- Theatrical release poster
- Directed by: Sameer Joshi
- Written by: Sameer Joshi
- Produced by: Amit Bhargad Gagan Meshram Vaibhav Bhor Sunny Rajani
- Starring: Hruta Durgule; Shubhankar Tawde; Ajinkya Raut; Vallari Viraj; Rishi Manohar;
- Cinematography: Amol Solunke
- Edited by: Aniket Kale
- Music by: Angel Roman Vishal Shelke
- Production companies: Naughty Penguins Entertainment Beyond Imagination Films Chrome Films Ltd
- Distributed by: AA Films
- Release date: 8 March 2024 (Maharashtra);
- Country: India
- Language: Marathi

= Kanni (2024 Marathi-language film) =

Kanni is a 2024 Indian Marathi-language romantic comedy-drama film directed and written by Sameer Joshi and produced by Amit Bhargad, Gagan Meshram, Vaibhav Bhor and Sunny Rajani.
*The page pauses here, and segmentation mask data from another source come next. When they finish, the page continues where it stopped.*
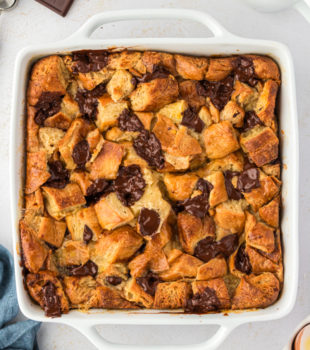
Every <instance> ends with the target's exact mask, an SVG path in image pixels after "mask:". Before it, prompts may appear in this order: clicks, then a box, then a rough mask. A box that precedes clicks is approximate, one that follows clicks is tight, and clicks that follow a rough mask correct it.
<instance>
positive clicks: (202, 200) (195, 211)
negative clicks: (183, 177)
mask: <svg viewBox="0 0 310 350" xmlns="http://www.w3.org/2000/svg"><path fill="white" fill-rule="evenodd" d="M212 188H213V185H212V184H211V183H210V182H208V181H206V180H204V179H199V180H198V181H197V184H196V189H197V190H199V191H201V192H202V194H200V195H198V196H195V197H192V198H188V199H186V200H185V201H182V202H179V203H177V206H178V207H179V208H180V210H179V211H182V210H186V211H187V212H188V213H190V214H192V215H195V216H197V217H198V218H204V217H205V216H206V215H207V214H208V210H209V208H210V205H209V194H210V191H211V190H212Z"/></svg>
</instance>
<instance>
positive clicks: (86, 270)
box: [67, 260, 98, 277]
mask: <svg viewBox="0 0 310 350" xmlns="http://www.w3.org/2000/svg"><path fill="white" fill-rule="evenodd" d="M67 269H68V274H69V275H70V276H89V275H90V276H93V277H95V276H96V275H97V272H98V266H97V265H96V264H95V263H94V262H93V261H91V260H88V261H87V263H86V264H84V265H78V266H76V265H72V266H68V267H67Z"/></svg>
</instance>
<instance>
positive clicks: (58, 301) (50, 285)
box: [42, 281, 61, 317]
mask: <svg viewBox="0 0 310 350" xmlns="http://www.w3.org/2000/svg"><path fill="white" fill-rule="evenodd" d="M42 295H43V305H44V311H45V315H46V316H48V317H60V316H61V304H60V298H59V296H58V295H57V288H56V286H55V285H54V283H52V282H50V281H49V282H47V283H46V284H45V285H44V286H43V287H42Z"/></svg>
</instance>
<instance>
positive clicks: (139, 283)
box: [136, 271, 160, 296]
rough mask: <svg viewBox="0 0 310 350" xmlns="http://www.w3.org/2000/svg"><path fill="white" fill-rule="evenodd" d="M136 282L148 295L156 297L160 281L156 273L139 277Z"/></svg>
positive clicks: (147, 274) (150, 271)
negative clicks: (155, 294) (157, 289)
mask: <svg viewBox="0 0 310 350" xmlns="http://www.w3.org/2000/svg"><path fill="white" fill-rule="evenodd" d="M136 281H137V283H138V285H139V286H140V287H141V288H142V289H143V290H144V291H145V292H146V293H148V294H150V295H152V296H154V295H155V292H156V288H157V285H158V283H159V282H160V279H159V277H158V276H157V275H156V274H155V273H153V272H151V271H149V272H148V273H147V274H146V276H144V277H137V278H136Z"/></svg>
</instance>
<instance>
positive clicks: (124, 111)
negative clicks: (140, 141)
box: [118, 108, 144, 131]
mask: <svg viewBox="0 0 310 350" xmlns="http://www.w3.org/2000/svg"><path fill="white" fill-rule="evenodd" d="M118 127H119V128H120V129H121V130H122V131H142V130H143V129H144V127H143V124H142V123H141V121H140V119H139V118H138V117H137V116H136V115H135V114H134V113H133V112H131V111H129V109H127V108H126V109H124V110H123V111H122V113H121V114H120V115H119V117H118Z"/></svg>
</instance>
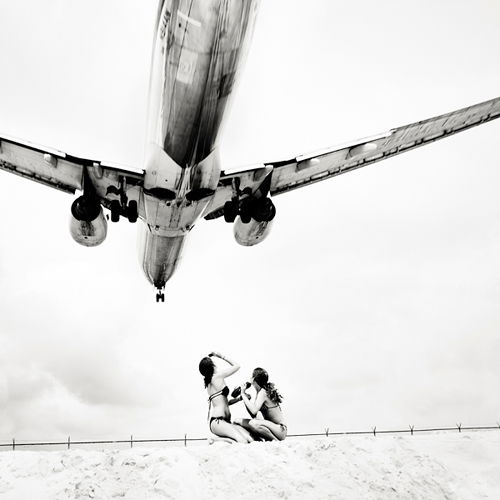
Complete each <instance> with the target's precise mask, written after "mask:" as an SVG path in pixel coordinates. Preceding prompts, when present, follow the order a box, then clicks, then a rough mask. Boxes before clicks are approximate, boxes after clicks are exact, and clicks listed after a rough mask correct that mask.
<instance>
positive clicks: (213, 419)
mask: <svg viewBox="0 0 500 500" xmlns="http://www.w3.org/2000/svg"><path fill="white" fill-rule="evenodd" d="M214 420H215V421H216V422H220V421H221V420H224V422H227V423H228V424H230V423H231V418H230V417H223V416H220V417H212V418H211V419H210V423H209V424H208V428H209V429H210V430H212V422H213V421H214Z"/></svg>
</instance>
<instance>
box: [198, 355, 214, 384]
mask: <svg viewBox="0 0 500 500" xmlns="http://www.w3.org/2000/svg"><path fill="white" fill-rule="evenodd" d="M199 370H200V373H201V374H202V375H203V379H204V381H205V387H208V384H209V383H210V382H211V381H212V376H213V374H214V371H215V363H214V362H213V361H212V358H209V357H208V356H206V357H204V358H203V359H202V360H201V361H200V366H199Z"/></svg>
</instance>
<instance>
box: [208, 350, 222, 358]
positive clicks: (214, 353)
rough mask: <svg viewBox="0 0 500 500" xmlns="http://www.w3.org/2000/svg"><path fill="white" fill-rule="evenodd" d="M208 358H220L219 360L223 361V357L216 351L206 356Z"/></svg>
mask: <svg viewBox="0 0 500 500" xmlns="http://www.w3.org/2000/svg"><path fill="white" fill-rule="evenodd" d="M208 357H209V358H211V357H216V358H220V359H224V356H223V355H222V354H221V353H220V352H217V351H212V352H211V353H210V354H209V355H208Z"/></svg>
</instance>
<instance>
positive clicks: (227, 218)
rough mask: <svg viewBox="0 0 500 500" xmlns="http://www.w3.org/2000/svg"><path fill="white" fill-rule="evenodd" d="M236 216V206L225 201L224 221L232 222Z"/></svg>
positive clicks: (235, 203)
mask: <svg viewBox="0 0 500 500" xmlns="http://www.w3.org/2000/svg"><path fill="white" fill-rule="evenodd" d="M237 215H238V204H237V203H236V202H235V201H226V203H224V220H225V221H226V222H234V219H236V216H237Z"/></svg>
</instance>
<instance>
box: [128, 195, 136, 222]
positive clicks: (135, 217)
mask: <svg viewBox="0 0 500 500" xmlns="http://www.w3.org/2000/svg"><path fill="white" fill-rule="evenodd" d="M137 216H138V211H137V201H135V200H131V201H130V203H129V204H128V207H127V219H128V220H129V222H132V223H134V222H137Z"/></svg>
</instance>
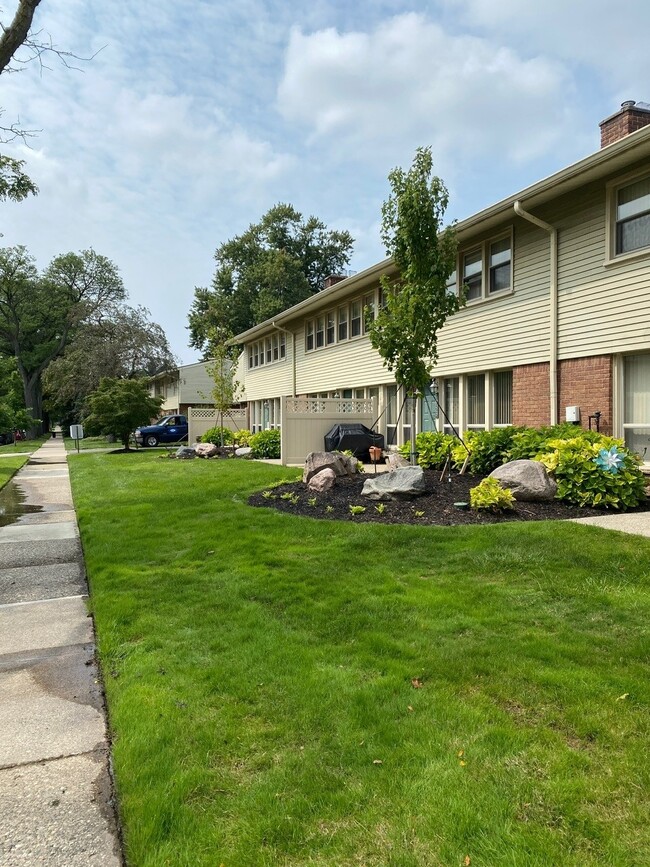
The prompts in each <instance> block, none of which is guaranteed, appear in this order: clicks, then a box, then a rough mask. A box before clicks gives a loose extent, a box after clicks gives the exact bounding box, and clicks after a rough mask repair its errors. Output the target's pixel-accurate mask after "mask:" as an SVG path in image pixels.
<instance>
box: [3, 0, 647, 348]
mask: <svg viewBox="0 0 650 867" xmlns="http://www.w3.org/2000/svg"><path fill="white" fill-rule="evenodd" d="M14 10H15V2H14V0H0V20H2V21H6V20H7V19H8V18H9V17H11V16H13V12H14ZM36 24H37V27H38V28H40V29H42V30H43V31H44V32H45V33H47V34H50V35H51V37H52V40H53V42H54V43H55V44H56V45H57V46H58V47H60V48H62V49H65V50H68V51H71V52H74V53H75V54H77V55H80V56H83V57H90V56H91V55H95V56H94V59H92V60H91V61H89V62H87V63H83V62H79V63H77V66H78V67H79V69H66V68H65V67H64V66H62V65H61V64H60V63H58V62H57V61H56V58H50V59H49V60H46V61H45V62H46V63H47V65H48V67H49V68H47V69H39V68H38V66H37V65H36V64H33V63H32V64H30V65H27V66H25V67H24V69H23V70H22V71H21V72H20V73H17V74H11V75H3V76H2V78H1V80H0V106H2V108H3V110H4V116H3V118H2V122H3V124H4V125H5V126H7V125H8V124H9V123H10V122H12V121H15V120H19V121H20V123H21V125H22V126H23V127H25V128H27V129H35V130H39V131H40V132H39V133H38V136H37V137H34V138H32V139H30V141H29V147H26V146H24V145H22V144H20V143H13V144H7V145H4V146H3V151H4V152H5V153H9V154H10V155H12V156H17V157H19V158H21V159H24V160H26V163H27V171H28V173H29V174H30V176H31V177H32V178H33V179H34V180H35V181H36V183H37V184H38V186H39V188H40V195H39V196H38V197H37V198H34V199H30V200H29V201H26V202H23V203H20V204H11V203H7V204H3V205H2V206H1V209H0V232H2V233H3V235H4V238H3V239H2V244H3V245H4V246H10V245H14V244H24V245H25V246H26V247H27V248H28V249H29V251H30V252H31V253H32V254H33V255H34V257H35V258H36V261H37V264H38V265H39V267H44V266H45V265H47V263H48V262H49V261H50V260H51V259H52V258H53V257H54V256H55V255H57V254H59V253H63V252H67V251H69V250H81V249H85V248H87V247H93V248H94V249H95V250H97V251H98V252H100V253H103V254H104V255H106V256H108V257H110V258H111V259H113V261H114V262H115V263H116V264H117V265H118V266H119V268H120V270H121V273H122V276H123V278H124V282H125V284H126V287H127V290H128V292H129V295H130V299H131V302H132V303H134V304H136V303H137V304H144V305H145V306H146V307H148V308H149V309H150V311H151V314H152V317H153V319H154V320H156V321H157V322H159V323H160V324H161V325H162V326H163V327H164V329H165V330H166V332H167V335H168V337H169V339H170V342H171V345H172V348H173V350H174V351H175V353H176V354H177V355H178V357H179V358H180V359H181V361H182V362H184V363H188V362H191V361H195V360H196V359H197V354H196V353H195V352H194V351H193V350H191V349H189V348H188V347H187V330H186V324H187V313H188V310H189V308H190V305H191V303H192V299H193V292H194V287H195V286H204V285H208V284H209V282H210V279H211V276H212V274H213V270H214V260H213V255H214V251H215V249H216V247H217V246H218V245H219V244H220V243H222V242H223V241H225V240H227V239H228V238H231V237H232V236H233V235H236V234H239V233H240V232H241V231H243V230H244V229H245V228H246V227H247V226H248V225H249V224H250V223H251V222H256V221H257V220H258V218H259V217H260V216H261V215H262V214H263V213H264V212H265V211H266V210H268V208H269V207H271V206H272V205H273V204H275V203H276V202H289V203H291V204H293V205H294V206H295V207H296V208H298V209H299V210H300V211H302V213H303V214H304V215H305V216H307V215H310V214H314V215H316V216H318V217H320V218H321V219H322V220H323V221H324V222H325V223H326V224H327V225H328V226H330V227H331V228H339V229H348V230H349V231H350V232H351V233H352V235H353V237H354V238H355V239H356V243H355V253H354V257H353V260H352V262H351V268H353V269H354V270H361V269H363V268H366V267H368V266H370V265H372V264H373V263H375V262H377V261H379V260H380V259H382V258H383V257H384V255H385V254H384V250H383V249H382V246H381V242H380V240H379V215H380V208H381V203H382V201H383V200H384V199H385V198H386V196H387V194H388V192H389V188H388V183H387V180H386V176H387V174H388V172H389V171H390V169H391V168H392V167H393V166H395V165H401V166H403V167H404V168H407V167H408V166H409V165H410V162H411V160H412V157H413V154H414V151H415V149H416V148H417V147H418V146H422V145H431V146H432V148H433V154H434V160H435V167H436V172H437V173H438V174H439V175H440V176H441V177H442V178H443V179H444V180H445V182H446V184H447V186H448V187H449V190H450V193H451V203H450V208H449V211H448V216H449V217H450V218H451V217H455V218H459V219H462V218H464V217H466V216H469V215H470V214H471V213H473V212H474V211H477V210H480V209H481V208H483V207H485V206H487V205H490V204H492V203H493V202H496V201H498V200H500V199H502V198H504V197H506V196H508V195H510V194H511V193H514V192H516V191H517V190H518V189H521V188H522V187H525V186H526V185H528V184H529V183H533V182H534V181H536V180H539V179H540V178H542V177H545V176H546V175H549V174H551V173H552V172H554V171H556V170H557V169H560V168H562V167H563V166H565V165H567V164H569V163H571V162H573V161H575V160H577V159H580V158H581V157H583V156H585V155H586V154H588V153H590V152H592V151H594V150H597V149H598V147H599V130H598V122H599V121H601V120H602V119H603V118H604V117H606V116H607V115H609V114H612V113H613V112H614V111H616V109H617V108H618V107H619V105H620V103H621V102H622V101H623V100H625V99H634V100H637V101H648V102H650V51H648V48H647V33H648V29H649V27H650V4H649V3H648V2H647V0H619V2H618V3H612V2H611V0H544V2H543V3H541V2H539V0H498V2H497V0H430V2H426V0H411V2H406V0H310V2H302V0H293V2H292V0H155V2H154V0H138V2H136V3H134V2H132V0H128V2H127V0H109V2H106V0H104V2H100V0H42V3H41V6H40V7H39V9H38V10H37V15H36Z"/></svg>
The film stars Hruta Durgule, Shubhankar Tawde, Ajinkya Raut, Vallari Viraj, and Rishi Manohar in the leading roles.

== Plot ==
In the heart of London, Kalyani, a young woman from rural Maharashtra, India. After losing her job, she concocts a risky scheme with her housemates to marry a British citizen for financial stability. As bonds are strained and relationships jeopardized, Kalyani discovers that genuine success and fulfillment come from confronting inner fears. She learns that the road to a meaningful existence is paved with resilience rather than precarious shortcuts.

== Cast ==

- Hruta Durgule as Kalyani Revandikar
- Ajinkya Raut as Nihal Hooda
- Shubhankar Tawde as Soham Kalsekar
- Rishi Manohar as Bhushan
- Vallari Viraj as Neha
- Deidre Rose as Vicky
- Elloise Thomson as Nicole
- Sanjay Batra as Neighbour
- Rubina Hula as Fufi

== Production ==
The principal photography commenced in London in October 2022.

== Release ==
The film was theatrically released on 8 March 2024 throughout Maharashtra, coinciding International Women's Day.

== Reception ==
Anub George of The Times of India rated 3 stars out of 5 stars and wrote "the film's ending is fairly predictable, it does put a smile on your face, making this a great film to watch with your family. Expect laughter, drama, romance, some tears and a whole lot of fun too." Sanjay Ghaware of Lokmat rated 2.5 stars out of 5 stars and wrote: "the film has its strengths, such as strong performances and meaningful dialogues, there are areas where it could improve, particularly in pacing and screenplay humor."